9. Liability and Used Equipment Used or refurbished equipment, delivery items, etc. are carefully checked by Febauma before delivery. Liability for defects is excluded for delivery of such delivery items, machines etc.. The used equipment is bought as seen. The same applies to the rental of used equipment. From Febauma mentioned technical data and product information of any kind are not considered as guaranteed characteristics in the sense of § 459 BGB (German Civil Law), unless they have been demonstrably confirmed by Febauma to the Purchaser as such. With regard to claims for damages shall Section 8.5. sentences 2 and 3 and 8.6. accordingly shall apply.

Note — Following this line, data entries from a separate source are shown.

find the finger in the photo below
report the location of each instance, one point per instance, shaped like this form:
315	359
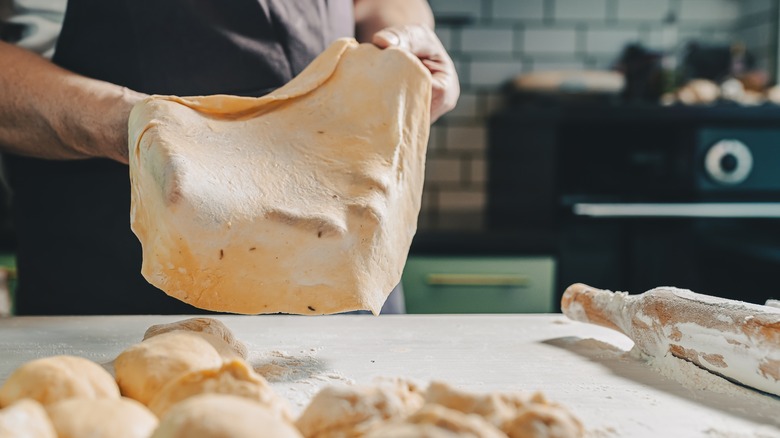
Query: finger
417	39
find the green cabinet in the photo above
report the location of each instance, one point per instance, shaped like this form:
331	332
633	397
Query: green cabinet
438	284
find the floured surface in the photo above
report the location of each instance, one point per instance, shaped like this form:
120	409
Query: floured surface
304	201
738	340
588	369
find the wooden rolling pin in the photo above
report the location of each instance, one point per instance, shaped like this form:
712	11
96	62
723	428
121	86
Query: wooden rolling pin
736	340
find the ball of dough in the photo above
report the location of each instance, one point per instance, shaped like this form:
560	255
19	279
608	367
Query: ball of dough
25	418
353	411
144	368
56	378
111	418
203	325
543	421
222	416
516	414
234	377
434	421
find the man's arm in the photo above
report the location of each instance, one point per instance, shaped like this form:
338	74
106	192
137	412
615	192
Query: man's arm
409	24
49	112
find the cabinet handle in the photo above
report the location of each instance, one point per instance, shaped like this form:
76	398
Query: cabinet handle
477	280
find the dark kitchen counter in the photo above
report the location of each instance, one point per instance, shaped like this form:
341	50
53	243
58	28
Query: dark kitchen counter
616	113
467	234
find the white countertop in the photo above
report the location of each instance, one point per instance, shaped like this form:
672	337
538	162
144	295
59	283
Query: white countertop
584	367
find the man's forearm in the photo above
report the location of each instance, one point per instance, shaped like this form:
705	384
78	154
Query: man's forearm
372	16
49	112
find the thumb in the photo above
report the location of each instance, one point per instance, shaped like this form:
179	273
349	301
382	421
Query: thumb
389	37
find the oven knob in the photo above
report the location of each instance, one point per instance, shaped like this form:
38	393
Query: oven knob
728	162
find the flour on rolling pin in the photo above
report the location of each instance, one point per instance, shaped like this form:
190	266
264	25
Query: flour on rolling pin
739	341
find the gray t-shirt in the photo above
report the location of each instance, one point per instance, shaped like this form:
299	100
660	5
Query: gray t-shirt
42	21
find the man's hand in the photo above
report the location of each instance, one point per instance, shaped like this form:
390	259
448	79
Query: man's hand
49	112
421	41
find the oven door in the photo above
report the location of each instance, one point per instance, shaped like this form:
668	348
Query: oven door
730	250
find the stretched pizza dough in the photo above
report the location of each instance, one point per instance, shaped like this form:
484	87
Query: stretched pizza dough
234	377
107	418
25	418
232	346
303	201
144	368
222	416
51	379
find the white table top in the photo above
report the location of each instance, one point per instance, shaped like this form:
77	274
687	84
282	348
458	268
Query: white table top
581	366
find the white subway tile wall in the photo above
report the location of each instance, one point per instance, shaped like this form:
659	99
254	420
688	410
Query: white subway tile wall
492	41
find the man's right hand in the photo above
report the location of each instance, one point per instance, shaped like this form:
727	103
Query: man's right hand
49	112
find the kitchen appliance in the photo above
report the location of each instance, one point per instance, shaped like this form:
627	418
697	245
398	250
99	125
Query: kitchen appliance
645	196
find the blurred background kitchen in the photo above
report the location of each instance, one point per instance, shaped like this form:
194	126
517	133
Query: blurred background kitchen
626	144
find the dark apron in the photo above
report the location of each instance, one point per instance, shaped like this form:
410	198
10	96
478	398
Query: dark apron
76	253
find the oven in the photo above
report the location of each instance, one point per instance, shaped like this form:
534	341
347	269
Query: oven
640	197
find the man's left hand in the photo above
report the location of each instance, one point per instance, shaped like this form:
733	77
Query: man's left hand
421	41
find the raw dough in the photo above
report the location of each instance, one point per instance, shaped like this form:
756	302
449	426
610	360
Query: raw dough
113	418
56	378
514	413
203	325
25	418
354	411
222	416
144	368
304	201
235	378
434	421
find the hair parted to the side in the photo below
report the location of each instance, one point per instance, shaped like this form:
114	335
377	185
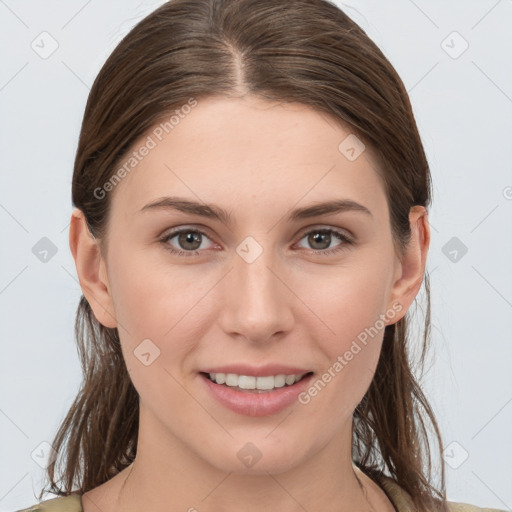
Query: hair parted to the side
305	51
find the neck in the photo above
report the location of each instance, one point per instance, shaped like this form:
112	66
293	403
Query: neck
171	476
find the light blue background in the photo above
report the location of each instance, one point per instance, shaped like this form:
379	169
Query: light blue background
463	107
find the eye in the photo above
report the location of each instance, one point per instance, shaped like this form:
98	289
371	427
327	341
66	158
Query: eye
189	239
320	239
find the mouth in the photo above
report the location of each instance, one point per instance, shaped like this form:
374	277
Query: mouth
255	384
255	395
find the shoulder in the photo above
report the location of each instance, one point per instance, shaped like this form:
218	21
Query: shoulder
403	501
71	503
466	507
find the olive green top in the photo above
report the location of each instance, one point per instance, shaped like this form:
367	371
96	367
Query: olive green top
399	497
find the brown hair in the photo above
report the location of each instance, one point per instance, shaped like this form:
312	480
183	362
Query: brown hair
305	51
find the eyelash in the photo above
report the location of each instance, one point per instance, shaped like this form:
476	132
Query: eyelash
326	252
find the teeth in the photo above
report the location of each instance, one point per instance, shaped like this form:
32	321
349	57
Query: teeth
251	382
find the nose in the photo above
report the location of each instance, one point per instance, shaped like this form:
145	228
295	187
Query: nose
257	302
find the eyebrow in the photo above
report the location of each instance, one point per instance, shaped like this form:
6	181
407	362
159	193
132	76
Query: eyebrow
216	213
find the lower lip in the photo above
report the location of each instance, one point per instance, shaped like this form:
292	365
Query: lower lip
256	404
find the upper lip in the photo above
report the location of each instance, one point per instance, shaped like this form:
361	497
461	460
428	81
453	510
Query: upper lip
261	371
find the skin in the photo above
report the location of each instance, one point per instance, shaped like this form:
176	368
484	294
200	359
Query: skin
259	160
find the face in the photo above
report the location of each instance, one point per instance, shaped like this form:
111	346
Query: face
260	292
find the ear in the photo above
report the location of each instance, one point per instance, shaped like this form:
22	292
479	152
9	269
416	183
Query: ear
91	269
410	271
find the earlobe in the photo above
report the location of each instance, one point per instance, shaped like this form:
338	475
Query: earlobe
91	270
411	270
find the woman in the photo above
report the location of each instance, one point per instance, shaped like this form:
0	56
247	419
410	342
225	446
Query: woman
250	230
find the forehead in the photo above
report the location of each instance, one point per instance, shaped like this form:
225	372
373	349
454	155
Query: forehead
238	150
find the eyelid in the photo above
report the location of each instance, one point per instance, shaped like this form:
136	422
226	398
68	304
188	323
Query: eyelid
345	237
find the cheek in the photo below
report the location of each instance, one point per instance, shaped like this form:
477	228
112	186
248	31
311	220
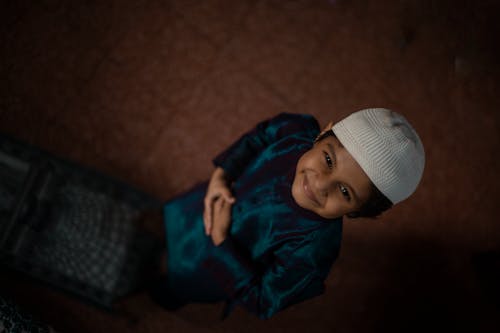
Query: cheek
335	207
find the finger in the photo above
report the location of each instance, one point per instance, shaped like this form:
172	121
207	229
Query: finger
207	215
228	196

10. General liability In addition to the warranty conditions under Section 8, Febauma is liable - unless damage to body, life or health is caused - only for intent or gross negligence of its agents or servants. This applies in particular to claims arising from culpa in contrahendo, positive contract breach of advice or other support services and tort.

11. Place of performance, jurisdiction and applicable law 11.1 Place of performance for both parties is Lünen, Germany. 11.2. The jurisdiction of legal disputes arising from the or out of the contractual relationship is Lünen, Germany.

12. Scope These terms of sale and delivery shall only apply in business with merchants or with legal entities of public law or with public separate estate/special funds in accordance with § 310 BGB (German Civil Law).

13. For rental contracts our rental conditions apply additionally.